Elis F. Stenman started building his house in 1922 as anyone else would, with a timber frame, roof, and floors. But when this mechanical engineer and tinkerer began constructing the walls, he chose to use a decidedly different form of wood: newspaper.
The Rockport Paper House's walls, doors, and furniture are made of varnished newspapers—roughly 100,000 of them. 215 layers of paper were stuck together with a homemade glue of flour, water, and apple peels to make 1-inch-thick panels for the walls.

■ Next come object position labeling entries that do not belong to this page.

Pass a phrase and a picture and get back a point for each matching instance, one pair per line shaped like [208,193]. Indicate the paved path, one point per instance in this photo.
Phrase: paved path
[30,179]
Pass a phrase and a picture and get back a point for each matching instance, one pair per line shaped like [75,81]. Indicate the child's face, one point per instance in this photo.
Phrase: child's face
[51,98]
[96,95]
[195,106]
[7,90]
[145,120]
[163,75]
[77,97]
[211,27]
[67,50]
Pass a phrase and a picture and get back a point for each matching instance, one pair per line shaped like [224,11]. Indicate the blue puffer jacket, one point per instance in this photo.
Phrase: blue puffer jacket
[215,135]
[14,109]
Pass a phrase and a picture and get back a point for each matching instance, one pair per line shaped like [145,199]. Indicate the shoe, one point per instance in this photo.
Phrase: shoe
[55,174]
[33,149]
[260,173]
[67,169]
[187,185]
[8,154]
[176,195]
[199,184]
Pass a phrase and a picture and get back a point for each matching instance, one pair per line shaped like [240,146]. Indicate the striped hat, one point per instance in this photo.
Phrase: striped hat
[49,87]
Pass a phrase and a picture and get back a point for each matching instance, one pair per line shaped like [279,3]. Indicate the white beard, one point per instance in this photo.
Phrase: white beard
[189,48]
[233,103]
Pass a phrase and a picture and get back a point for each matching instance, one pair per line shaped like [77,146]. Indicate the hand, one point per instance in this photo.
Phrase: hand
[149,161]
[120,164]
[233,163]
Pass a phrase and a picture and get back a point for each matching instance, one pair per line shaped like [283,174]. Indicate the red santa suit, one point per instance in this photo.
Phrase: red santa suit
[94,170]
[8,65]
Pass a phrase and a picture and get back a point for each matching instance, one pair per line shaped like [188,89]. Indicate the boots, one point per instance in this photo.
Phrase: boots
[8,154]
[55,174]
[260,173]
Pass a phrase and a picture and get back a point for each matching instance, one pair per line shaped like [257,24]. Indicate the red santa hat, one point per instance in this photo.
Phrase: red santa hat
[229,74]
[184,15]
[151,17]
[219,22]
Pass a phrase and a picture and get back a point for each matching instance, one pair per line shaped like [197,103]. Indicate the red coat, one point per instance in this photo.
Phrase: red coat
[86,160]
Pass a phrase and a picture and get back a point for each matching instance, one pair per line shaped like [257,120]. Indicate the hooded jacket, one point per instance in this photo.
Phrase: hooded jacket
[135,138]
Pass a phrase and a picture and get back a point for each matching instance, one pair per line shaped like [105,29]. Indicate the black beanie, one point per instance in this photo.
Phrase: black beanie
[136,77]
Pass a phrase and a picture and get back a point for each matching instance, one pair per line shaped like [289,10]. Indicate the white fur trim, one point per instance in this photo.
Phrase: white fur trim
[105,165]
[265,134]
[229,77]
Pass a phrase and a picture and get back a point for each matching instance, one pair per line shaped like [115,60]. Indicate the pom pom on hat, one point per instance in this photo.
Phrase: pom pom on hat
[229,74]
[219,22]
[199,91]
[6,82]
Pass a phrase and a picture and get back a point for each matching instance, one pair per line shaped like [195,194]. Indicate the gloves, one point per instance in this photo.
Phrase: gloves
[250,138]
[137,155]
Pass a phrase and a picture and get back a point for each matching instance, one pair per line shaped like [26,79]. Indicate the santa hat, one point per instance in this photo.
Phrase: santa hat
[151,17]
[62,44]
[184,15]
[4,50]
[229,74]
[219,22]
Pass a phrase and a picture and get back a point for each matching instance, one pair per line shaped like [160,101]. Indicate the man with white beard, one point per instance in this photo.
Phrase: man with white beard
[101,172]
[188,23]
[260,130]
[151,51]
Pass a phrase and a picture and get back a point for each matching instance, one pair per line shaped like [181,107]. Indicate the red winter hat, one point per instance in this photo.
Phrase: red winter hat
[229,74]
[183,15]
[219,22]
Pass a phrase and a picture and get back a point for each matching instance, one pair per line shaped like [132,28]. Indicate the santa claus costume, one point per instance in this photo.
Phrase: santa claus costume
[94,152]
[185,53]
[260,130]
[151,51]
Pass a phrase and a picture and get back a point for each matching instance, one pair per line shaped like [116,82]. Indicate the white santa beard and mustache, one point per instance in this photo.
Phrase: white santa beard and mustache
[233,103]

All the furniture, including a clock, desk, and chair, is functional and made entirely of paper. The only exceptions are the piano, which is only covered in paper, and the fireplace. The house has stood intact for over 80 years, with no more upkeep than the occasional varnishing. What's more, the walls and furniture are still readable, displaying headlines such as "LINDBERGH HOPS OFF FOR OCEAN FLIGHT TO PARIS."
While the reasons why Stenman choose paper are unknown, it was certainly a thrifty option. Stenman moved out in 1930, and the house became a museum. Stenman's grandniece is now in charge of the house, which can still be toured today.
When you visit, keep an eye on the clock, which has a paper from each of the (then) 48 states on it. And don't ask to use the house's fireplace. It is technically usable, but—in a house made of paper and varnish—lighting a fire is probably ill-advised.